# Using gcc 24 lx to cut rhinestone transfer materials



## mistacash (May 3, 2010)

hi, i have just ordered a gcc 24 lx. mainly to use for vinly transfers, but after looking around the forum im begining to think rhinestones would be a good way to market my shirt to the females.so after doing some research i saw most folks reccomend using a cutter with a servo motor for rhinestone transfer material. i would like to get some first hand information from you guys. i did some checking and found that the gcc 24 lx. is designed to cut up to 0.8 mm and ive seen that people use sand mask to make transfers whcih is 25 mil thick (.635 mm) other use graphtec rhinestone stencil material (couldnt find the thickness of this). so my question is can i use sand mask with my gcc 24 lx. or am i busted and should just give up on the rhinestone game now. thanks for any help i did search but found nothing specific to these materials


----------



## DivineBling (Sep 14, 2010)

You can use your GCC Expert 24 LX to cut any rhinestone template material out there as far as I know. GCC makes great cutters and I know a bunch of people on here have the lower model than what you have and are cutting rhinestone templates. You'll be fine!


----------



## mistacash (May 3, 2010)

thanks for the help, im just trying to cover my basis, do u know of any other material i can use to make templates that comes on a roll?


----------



## plan b (Feb 21, 2007)

You can cut templates with the LX no problem,, its not the ideal cutter for production work for templates but just starting out you will be just fine. Just make sure you get a good 60 degree blade.


----------



## Twanabee (Sep 14, 2009)

Roger is right.
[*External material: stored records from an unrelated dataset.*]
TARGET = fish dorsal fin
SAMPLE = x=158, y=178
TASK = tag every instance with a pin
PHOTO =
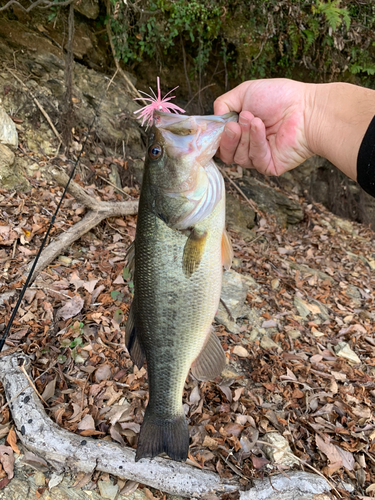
x=132, y=340
x=211, y=361
x=204, y=204
x=193, y=251
x=226, y=250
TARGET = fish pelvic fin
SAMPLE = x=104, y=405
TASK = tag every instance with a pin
x=226, y=251
x=163, y=435
x=193, y=251
x=132, y=342
x=211, y=361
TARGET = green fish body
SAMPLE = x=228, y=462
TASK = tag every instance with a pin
x=179, y=252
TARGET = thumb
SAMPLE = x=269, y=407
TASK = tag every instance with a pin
x=220, y=106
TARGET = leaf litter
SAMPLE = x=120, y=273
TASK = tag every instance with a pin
x=314, y=297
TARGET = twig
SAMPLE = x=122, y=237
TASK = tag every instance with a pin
x=301, y=461
x=185, y=67
x=24, y=389
x=43, y=4
x=98, y=211
x=118, y=67
x=42, y=110
x=114, y=185
x=252, y=205
x=22, y=368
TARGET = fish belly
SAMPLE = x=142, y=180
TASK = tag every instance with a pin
x=173, y=318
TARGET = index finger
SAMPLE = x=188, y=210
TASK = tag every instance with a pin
x=232, y=100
It's all in the settings you use. Speed, downforce, offset and blade extention. I use the Graphtec pink material but a lot of people are trying the "sticky flock" material now. Also what SW are you going to use to cut your templates. There are many and lots of info. on here. I am happy with the Winpcsign2010. Check out Rogers site.


----------



## novarhinestone (Jan 7, 2009)

Roger

I am new to the cutters and I wonder why is the GCC LX 24 is good to get started but not for production. 
Since I am not a machine type of a guy, Would it be fare to compare the following with an analogy on vehicles?

Lets say we are on a long road trip, 

GCC 24 LX = Toyota Yaris?
GCC Puma = Toyota Camry?

Also I have purchased the following to start cutting stencils:

Hartco 425
graphtec pink material
Still pending to purchase sticky flock

Will all this materials cut no problem on the GCC 24 LX?

Have anyone used the materials above on Laser? 

Thank you guys~!


----------



## plan b (Feb 21, 2007)

well its more like the lx 24 is a Yaris and the Puma is a Lexus.

The LX has stepper motors and has lighter built body as it also has only 250 grams of down force.

The Puma has servo motors and a heavier built body with 400 grams of downforce. The servo motors will take the abuse of heavy cutting for long periods.

There are many more reasons but thats it in a nutshell

You will have no problems cutting those materials with the LX


----------



## novarhinestone (Jan 7, 2009)

I wonder How I could Thank You twice 

I'll ask my wife to get me the PUMA  ==> LEXUS !!!


----------



## plan b (Feb 21, 2007)

I like the Bengal for a all around cutter


----------



## DivineBling (Sep 14, 2010)

plan b said:


> I like the Bengal for a all around cutter


I LOOOOVE my GCC Bengal!!!


----------